Update Bugzilla Automatically on Push

June 30, 2014 at 11:15 PM | categories: Mercurial, Mozilla

Do you manually create Bugzilla comments when you push changes to a Firefox source repository? Yeah, I do too.

That's always annoyed me.

It is screaming to be automated.

So I automated it.

You can too. From a Firefox source checkout:

$ ./mach mercurial-setup

That should clone the version-control-tools repository into ~/.mozbuild/version-control-tools.

Then, add the following to your ~/.hgrc file:

[extensions]
bzpost = ~/.mozbuild/version-control-tools/hgext/bzpost

[bugzilla]
username = me@example.com
password = password

Now, when you hg push to a Firefox repository, the commit URLs will get posted to referenced bugs automatically.

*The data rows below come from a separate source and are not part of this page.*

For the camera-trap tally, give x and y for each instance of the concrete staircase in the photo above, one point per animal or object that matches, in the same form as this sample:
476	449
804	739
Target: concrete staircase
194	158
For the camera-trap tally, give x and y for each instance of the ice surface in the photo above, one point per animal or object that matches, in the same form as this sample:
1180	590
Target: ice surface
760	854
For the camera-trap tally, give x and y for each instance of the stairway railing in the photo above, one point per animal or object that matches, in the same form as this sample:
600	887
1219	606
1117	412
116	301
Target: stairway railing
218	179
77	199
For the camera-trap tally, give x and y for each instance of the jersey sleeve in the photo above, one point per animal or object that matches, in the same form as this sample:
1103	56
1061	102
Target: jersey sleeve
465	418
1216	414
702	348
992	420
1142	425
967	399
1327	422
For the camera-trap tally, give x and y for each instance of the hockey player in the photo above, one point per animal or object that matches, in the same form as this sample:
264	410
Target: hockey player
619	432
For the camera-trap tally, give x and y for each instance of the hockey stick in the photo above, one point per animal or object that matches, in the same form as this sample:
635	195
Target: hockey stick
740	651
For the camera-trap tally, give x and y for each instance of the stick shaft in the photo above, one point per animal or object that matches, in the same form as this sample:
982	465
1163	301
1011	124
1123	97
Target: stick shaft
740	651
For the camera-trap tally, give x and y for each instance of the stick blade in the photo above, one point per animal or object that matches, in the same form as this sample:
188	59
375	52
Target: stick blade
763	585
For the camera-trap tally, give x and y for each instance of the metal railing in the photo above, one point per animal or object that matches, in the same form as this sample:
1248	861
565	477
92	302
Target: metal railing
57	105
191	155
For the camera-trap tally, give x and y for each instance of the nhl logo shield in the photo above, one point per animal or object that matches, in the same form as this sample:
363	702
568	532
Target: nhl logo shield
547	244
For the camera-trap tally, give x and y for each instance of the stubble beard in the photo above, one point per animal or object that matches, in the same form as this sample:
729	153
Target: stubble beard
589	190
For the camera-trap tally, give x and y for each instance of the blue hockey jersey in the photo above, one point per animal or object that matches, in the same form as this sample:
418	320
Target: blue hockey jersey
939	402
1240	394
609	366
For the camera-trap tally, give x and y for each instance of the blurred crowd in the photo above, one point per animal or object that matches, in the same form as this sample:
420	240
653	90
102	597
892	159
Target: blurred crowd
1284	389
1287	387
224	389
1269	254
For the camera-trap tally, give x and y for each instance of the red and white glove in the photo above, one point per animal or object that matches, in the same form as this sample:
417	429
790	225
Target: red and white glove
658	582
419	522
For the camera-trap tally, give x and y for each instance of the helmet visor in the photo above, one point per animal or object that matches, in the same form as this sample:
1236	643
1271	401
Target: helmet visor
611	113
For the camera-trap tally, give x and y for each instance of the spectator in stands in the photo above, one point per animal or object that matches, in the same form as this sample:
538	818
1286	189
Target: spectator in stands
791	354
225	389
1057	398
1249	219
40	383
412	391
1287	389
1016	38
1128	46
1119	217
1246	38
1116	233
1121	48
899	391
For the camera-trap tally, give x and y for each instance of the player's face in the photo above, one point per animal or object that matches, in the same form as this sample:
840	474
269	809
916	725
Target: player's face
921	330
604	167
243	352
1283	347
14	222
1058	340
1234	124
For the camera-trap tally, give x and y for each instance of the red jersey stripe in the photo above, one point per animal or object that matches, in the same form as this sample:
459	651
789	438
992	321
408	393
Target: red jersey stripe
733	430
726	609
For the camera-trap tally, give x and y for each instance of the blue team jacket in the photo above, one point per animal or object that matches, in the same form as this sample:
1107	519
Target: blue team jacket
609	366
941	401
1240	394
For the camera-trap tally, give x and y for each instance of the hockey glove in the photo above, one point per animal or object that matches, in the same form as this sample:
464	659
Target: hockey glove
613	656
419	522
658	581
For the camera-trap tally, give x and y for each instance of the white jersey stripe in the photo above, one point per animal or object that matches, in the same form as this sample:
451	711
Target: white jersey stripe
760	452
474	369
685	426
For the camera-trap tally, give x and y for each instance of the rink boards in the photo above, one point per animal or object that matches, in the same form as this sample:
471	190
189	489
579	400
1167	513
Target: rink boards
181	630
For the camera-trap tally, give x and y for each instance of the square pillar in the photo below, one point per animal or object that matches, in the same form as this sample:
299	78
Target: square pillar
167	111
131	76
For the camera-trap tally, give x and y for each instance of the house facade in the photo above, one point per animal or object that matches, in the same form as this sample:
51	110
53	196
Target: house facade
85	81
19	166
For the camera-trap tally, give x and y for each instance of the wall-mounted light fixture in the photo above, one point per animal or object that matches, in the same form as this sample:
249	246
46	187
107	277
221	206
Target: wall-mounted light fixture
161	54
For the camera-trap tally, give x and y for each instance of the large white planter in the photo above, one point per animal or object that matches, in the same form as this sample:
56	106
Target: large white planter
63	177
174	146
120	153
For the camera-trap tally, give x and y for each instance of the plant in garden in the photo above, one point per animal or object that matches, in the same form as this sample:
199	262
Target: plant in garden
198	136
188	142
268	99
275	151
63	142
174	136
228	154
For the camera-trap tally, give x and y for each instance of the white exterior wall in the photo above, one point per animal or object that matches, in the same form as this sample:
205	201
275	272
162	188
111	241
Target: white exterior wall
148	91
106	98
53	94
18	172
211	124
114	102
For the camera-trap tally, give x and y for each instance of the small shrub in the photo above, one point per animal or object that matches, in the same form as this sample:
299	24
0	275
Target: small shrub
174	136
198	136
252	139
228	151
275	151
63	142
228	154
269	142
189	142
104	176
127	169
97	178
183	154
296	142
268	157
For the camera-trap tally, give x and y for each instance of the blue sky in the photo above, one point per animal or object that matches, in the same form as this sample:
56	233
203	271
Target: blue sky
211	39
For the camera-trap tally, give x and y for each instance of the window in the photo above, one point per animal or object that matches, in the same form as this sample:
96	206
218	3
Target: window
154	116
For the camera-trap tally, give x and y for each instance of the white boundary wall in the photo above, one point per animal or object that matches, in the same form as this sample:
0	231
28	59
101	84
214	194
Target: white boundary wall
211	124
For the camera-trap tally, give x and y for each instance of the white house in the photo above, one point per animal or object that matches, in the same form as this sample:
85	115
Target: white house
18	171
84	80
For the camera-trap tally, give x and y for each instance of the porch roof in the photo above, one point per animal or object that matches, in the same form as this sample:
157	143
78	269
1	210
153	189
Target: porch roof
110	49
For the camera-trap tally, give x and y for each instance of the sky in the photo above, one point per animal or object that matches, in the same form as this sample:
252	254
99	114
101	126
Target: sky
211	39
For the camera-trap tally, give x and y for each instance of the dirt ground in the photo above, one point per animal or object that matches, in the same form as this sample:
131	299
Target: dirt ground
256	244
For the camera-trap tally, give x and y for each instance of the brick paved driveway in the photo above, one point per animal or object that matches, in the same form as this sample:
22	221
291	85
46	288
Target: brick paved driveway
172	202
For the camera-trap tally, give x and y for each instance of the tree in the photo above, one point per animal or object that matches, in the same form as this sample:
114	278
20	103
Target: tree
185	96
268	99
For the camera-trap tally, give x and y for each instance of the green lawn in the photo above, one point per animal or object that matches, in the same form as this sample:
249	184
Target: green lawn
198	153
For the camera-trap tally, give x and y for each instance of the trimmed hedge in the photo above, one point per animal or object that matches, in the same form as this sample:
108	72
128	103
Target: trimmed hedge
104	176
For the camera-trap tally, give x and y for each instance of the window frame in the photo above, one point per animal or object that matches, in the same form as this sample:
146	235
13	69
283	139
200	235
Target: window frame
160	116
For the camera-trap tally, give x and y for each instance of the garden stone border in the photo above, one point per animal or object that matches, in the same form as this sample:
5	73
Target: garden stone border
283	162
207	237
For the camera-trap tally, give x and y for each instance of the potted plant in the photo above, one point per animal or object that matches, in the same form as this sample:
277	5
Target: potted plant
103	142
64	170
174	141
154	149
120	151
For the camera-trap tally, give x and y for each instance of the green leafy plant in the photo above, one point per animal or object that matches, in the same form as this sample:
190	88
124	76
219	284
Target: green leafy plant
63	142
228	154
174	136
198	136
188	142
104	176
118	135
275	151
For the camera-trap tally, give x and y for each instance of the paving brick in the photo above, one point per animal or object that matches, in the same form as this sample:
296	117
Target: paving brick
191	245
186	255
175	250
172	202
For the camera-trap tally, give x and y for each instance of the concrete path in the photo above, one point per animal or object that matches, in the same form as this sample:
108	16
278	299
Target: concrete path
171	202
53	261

Please note that pushing to release trees such as mozilla-central is not yet supported. In due time.

Please let me know if you run into any issues.

Estimated Cost Savings

Assuming the following:

  • It costs Mozilla $200,000 per year per full-time engineer working on Firefox (a general rule of thumb for non-senior positions is that your true employee cost is 2x your base salary).
  • Each full-time engineer works 40 hours per week for 46 weeks out of the year.
  • It takes 15 seconds to manually update Bugzilla for each push.
  • There are 20,000 pushes requiring Bugzilla attention per year.

We arrive at the following:

  • Cost per employee per hour worked: $108.70
  • Total person-time to manually update Bugzilla: ~83 hours
  • Total cost to manually update Bugzilla after push: $9,058.

I was intentionally conservative with all the inputs except time worked (I think many of us work more than 40 hour weeks). My estimates also don't take into account the lost productivity associated with getting mentally derailed by interacting with Bugzilla. With this in mind, I could very easily justify a total cost at least 2x-3x higher.

It took me maybe 3 hours to crank this out. I could spend another few weeks on it full time and Mozilla would still save money (assuming 100% adoption).

I encourage people to run their own cost calculations on other tasks that can be automated. Inefficiencies multiplied by millions of dollars (your collective employee cost) result in large piles of money. Not having tools (even simple ones like this) is equivalent to setting loads of cash on fire.